A new study suggests that an individual’s risk of Alzheimer’s disease could be predicted through a saliva test. The findings were presented by a team of researchers at the 2015 Alzheimer’s Association International Conference (AAIC).
The study’s lead author, Shraddha Sapkota, and her colleagues used liquid chromatography-mass spectrometry ( LCMS) to study saliva samples from 22 participants with Alzheimer’s disease, 25 participants who had mild cognitive impairment (MCI) and 35 participants who had normal cognitive functioning.
Researchers discovered that higher levels of specific compounds in the saliva of participants with Alzheimer’s and MCI were associated with lower mental functioning and decreased information-processing speed.

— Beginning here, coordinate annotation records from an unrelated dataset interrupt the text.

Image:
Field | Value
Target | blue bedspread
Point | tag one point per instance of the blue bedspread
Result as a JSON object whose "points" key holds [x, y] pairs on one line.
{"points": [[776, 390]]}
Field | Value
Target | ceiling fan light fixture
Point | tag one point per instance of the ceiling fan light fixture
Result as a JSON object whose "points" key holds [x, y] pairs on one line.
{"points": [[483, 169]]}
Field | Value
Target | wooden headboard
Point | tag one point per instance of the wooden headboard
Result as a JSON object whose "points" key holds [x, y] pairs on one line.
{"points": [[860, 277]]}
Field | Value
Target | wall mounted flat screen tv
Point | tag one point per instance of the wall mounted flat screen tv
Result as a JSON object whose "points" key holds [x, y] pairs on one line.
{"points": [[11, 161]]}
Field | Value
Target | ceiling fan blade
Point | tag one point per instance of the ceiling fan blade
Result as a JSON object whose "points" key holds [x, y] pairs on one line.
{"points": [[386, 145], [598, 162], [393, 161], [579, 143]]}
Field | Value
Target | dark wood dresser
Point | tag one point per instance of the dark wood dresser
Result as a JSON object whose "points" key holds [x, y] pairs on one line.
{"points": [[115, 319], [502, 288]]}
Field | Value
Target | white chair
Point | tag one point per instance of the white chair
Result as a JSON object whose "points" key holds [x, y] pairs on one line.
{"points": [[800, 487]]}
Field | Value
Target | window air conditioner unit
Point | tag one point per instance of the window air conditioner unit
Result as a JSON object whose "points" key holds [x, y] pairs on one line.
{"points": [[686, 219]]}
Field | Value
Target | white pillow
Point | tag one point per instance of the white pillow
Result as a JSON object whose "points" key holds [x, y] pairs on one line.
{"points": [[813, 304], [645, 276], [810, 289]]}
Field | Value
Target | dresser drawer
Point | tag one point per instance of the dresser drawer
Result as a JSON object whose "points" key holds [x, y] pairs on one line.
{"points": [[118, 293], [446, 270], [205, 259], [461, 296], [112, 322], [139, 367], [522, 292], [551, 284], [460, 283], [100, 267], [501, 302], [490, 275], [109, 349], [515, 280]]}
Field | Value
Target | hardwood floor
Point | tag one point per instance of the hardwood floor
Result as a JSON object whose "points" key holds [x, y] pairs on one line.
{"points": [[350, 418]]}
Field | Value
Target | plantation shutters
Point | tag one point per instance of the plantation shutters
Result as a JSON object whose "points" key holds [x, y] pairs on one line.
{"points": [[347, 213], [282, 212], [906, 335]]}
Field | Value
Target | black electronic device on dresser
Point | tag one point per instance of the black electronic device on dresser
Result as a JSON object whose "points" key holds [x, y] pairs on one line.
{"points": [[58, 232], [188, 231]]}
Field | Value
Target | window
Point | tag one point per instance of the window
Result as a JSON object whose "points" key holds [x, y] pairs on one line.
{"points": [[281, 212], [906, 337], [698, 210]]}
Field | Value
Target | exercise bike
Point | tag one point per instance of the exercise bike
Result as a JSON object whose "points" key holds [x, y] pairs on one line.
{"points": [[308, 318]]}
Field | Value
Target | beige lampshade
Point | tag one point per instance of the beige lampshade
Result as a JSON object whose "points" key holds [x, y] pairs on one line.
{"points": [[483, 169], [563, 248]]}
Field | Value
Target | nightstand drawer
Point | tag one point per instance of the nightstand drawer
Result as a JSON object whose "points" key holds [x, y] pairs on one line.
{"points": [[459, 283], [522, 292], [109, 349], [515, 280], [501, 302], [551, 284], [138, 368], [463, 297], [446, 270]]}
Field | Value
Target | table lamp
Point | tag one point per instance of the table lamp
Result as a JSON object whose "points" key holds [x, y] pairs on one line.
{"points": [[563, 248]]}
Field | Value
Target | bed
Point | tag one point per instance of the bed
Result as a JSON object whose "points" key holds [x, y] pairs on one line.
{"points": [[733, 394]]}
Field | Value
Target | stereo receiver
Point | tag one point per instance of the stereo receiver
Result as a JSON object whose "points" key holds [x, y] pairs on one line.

The team concludes that these findings hold promise for a cheaper, noninvasive diagnostic technique for Alzheimer’s.
At the AAIC, Saputo commented, “Saliva is easily obtained, safe and affordable, and has promising potential for predicting and tracking cognitive decline, but we’re in the very early stages of this work and much more research is needed. Equally important is the possibility of using saliva to find targets for treatment to address the metabolic component of Alzheimer’s, which is still not well understood. This study brings us closer to solving that mystery.”
Currently, Alzheimer’s affects about 5.3 million people in the U.S. and is the sixth leading cause of death in the country.